Stern se agachó de nuevo -las fresas más brillantes estaban debajo de las hojas- pero permaneció hechizado por su propia historia. Por un instante, la imagen de Henry con sus tirantes y su flequillo blanco fue tan clara como si lo tuviera a unos pasos. Había sido tan tajante en esa orden como en muchas otras cosas, y lo había hecho delante de la clienta, una mujer de aire inquieto con cabello liso y rubio y traje verde oscuro. Stern se había preguntado qué relación tendría con Henry. Se sabía que Henry no era un hombre de virtud intachable; pero esa pregunta, como muchas otras, quedó sin respuesta. «Oh, no me mires así», dijo Henry. «Es el pan nuestro de cada día. Le doy cien dólares cada Navidad a Griffin McKenna para asegurarme de que nadie lo haga con los casos del banco, y la mitad de las malditas carpetas desaparecen de todos modos.» «Pero hay que firmar para retirar la carpeta», objetó Stern. «¿Te van a mirar la chapa de identificación, como si fueras un perro? Garrapatea un nombre. Jones. Jablonsky, por amor de Dios. Pero asegúrate de no poner Mittler… ni Stern.» Por alguna razón, el recuerdo lo había acosado durante días. Luego recordó: John y Dixon. En este momento de afabilidad, el pensamiento resultó perturbador y lo apartó de inmediato.

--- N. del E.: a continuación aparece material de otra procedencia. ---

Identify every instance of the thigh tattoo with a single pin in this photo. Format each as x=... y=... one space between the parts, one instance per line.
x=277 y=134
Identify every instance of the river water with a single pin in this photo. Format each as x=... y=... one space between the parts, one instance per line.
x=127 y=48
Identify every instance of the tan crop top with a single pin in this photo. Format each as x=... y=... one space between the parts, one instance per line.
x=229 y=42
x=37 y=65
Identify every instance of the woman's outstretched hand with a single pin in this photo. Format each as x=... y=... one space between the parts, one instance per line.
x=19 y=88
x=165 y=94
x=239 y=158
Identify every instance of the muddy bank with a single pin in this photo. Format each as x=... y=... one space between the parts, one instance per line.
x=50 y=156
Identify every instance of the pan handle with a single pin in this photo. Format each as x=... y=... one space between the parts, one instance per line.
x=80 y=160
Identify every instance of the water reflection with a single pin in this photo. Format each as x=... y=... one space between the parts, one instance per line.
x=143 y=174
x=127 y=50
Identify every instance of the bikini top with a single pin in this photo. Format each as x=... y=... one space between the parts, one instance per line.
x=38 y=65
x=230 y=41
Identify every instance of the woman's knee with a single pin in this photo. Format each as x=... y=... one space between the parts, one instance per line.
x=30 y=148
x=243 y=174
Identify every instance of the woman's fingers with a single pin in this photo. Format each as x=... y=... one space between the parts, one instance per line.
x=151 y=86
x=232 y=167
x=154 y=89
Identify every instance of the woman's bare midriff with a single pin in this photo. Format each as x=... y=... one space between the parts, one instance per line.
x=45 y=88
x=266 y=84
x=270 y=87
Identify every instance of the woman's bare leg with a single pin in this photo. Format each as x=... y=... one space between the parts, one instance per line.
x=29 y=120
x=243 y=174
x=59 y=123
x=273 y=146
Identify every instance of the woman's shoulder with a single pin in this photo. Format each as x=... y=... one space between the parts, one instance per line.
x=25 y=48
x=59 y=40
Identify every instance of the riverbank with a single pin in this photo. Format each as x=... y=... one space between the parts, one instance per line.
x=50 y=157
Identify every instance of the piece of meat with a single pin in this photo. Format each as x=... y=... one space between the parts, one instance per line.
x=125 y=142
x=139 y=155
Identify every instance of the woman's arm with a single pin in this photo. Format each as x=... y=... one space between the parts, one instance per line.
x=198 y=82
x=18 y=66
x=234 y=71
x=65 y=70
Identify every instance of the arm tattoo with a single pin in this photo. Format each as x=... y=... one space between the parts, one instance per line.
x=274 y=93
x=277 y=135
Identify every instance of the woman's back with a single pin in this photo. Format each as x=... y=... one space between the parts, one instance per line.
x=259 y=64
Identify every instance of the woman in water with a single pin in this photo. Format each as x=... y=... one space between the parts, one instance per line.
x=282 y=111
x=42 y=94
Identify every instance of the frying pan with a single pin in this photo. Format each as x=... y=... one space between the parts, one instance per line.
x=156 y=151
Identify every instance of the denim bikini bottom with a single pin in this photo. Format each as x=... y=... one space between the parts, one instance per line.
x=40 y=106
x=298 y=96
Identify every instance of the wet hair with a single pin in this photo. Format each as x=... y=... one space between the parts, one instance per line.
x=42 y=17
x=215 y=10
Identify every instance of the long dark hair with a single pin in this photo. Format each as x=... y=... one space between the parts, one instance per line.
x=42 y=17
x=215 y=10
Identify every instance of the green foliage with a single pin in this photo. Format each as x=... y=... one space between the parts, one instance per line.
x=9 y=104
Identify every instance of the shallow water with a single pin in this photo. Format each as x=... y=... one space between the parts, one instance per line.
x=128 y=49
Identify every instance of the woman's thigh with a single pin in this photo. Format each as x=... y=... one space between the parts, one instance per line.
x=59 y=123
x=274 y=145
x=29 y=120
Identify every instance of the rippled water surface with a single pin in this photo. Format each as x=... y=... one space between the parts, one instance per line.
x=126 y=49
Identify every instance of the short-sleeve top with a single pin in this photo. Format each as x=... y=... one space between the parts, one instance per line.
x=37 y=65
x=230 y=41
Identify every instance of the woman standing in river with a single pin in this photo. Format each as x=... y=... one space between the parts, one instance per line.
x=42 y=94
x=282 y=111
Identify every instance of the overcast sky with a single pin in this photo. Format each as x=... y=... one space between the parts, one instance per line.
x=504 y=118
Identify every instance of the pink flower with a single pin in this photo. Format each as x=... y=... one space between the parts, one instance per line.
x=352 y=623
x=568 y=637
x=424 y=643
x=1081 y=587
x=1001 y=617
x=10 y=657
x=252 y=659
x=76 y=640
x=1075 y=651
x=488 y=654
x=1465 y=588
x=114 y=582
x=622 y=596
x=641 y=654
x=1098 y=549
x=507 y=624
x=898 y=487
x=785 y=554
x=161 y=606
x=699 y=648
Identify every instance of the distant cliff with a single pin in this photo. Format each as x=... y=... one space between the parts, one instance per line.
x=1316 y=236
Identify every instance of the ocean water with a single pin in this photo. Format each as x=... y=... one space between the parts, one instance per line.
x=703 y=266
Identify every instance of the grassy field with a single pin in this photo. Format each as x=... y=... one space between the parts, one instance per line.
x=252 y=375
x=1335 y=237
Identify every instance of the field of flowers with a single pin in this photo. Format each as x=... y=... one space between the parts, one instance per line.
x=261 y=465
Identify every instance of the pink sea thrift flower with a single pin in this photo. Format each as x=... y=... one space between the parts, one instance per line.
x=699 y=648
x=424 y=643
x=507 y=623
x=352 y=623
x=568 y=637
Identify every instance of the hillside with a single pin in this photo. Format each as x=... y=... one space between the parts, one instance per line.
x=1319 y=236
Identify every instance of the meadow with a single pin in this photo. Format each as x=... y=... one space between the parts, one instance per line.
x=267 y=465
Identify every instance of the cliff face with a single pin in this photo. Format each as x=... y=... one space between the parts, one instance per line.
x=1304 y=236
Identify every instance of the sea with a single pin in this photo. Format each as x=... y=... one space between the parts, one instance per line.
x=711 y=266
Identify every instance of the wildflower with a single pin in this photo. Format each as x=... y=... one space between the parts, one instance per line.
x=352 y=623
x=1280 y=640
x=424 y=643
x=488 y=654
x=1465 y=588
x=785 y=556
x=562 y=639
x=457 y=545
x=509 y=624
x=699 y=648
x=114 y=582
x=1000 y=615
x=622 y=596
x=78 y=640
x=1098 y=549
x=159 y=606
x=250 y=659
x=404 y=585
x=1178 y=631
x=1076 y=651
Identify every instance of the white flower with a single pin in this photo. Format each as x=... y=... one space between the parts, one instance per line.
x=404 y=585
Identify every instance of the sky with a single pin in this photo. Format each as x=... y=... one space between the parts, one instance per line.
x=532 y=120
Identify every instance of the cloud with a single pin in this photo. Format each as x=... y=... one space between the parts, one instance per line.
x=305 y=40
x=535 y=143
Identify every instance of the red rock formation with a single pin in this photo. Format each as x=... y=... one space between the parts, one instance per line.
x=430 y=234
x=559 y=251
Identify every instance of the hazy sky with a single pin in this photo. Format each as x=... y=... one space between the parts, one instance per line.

– Parece que era bastante brusco.
– Lo era. Sin duda. No he conocido a muchos hombres más bruscos que Henry. Me recordaba a determinados policías. En cierto sentido parecía hecho de piedra. Resuelto. Así es como era. Punkt.
– ¿Clara le tenía aprecio?
– Ah, bien. Ésa es otra cuestión. -Por un instante, se puso a examinar la mata. Recoger fresas, a pesar del esfuerzo de la espalda y los muslos, era una tarea satisfactoria y tentadora. Encontró una fresa del tamaño de una manzana pequeña y se la mostró a Sonny-. Clara profesaba sentimientos muy fuertes hacia él. Lloró mucho cuando él murió. En otras ocasiones, en años anteriores, lo criticó, quizá con mayor severidad que la mayoría de los hijos cuando critican a los padres.
– Eso me recuerda la relación entre mi madre y yo -suspiró Sonny. Una ráfaga de viento levantó una polvareda camino abajo. Sonny cerró los ojos y se apoyó las manos en el voluminoso vientre. Stern temió que estuviera dolorida, pero en seguida comprendió que, en cambio, había tomado una resolución-. Dios -dijo-, Dios, voy a mejorar mi vida.
Abrió los ojos y lo saludó con una sonrisa encantadora: feliz de estar allí, feliz de haber sobrevivido a todo, de hacer ese juramento y de compartir con él un terreno común.
Al finalizar la tarde los tres regresaron del campo de fresas. Stern llevaba los cubos. El viento había refrescado de golpe. Cuando llegaron a la cabaña, Sonny se desplomó en una silla y se apoyó las manos en los ojos. Stern le sugirió que se acostara.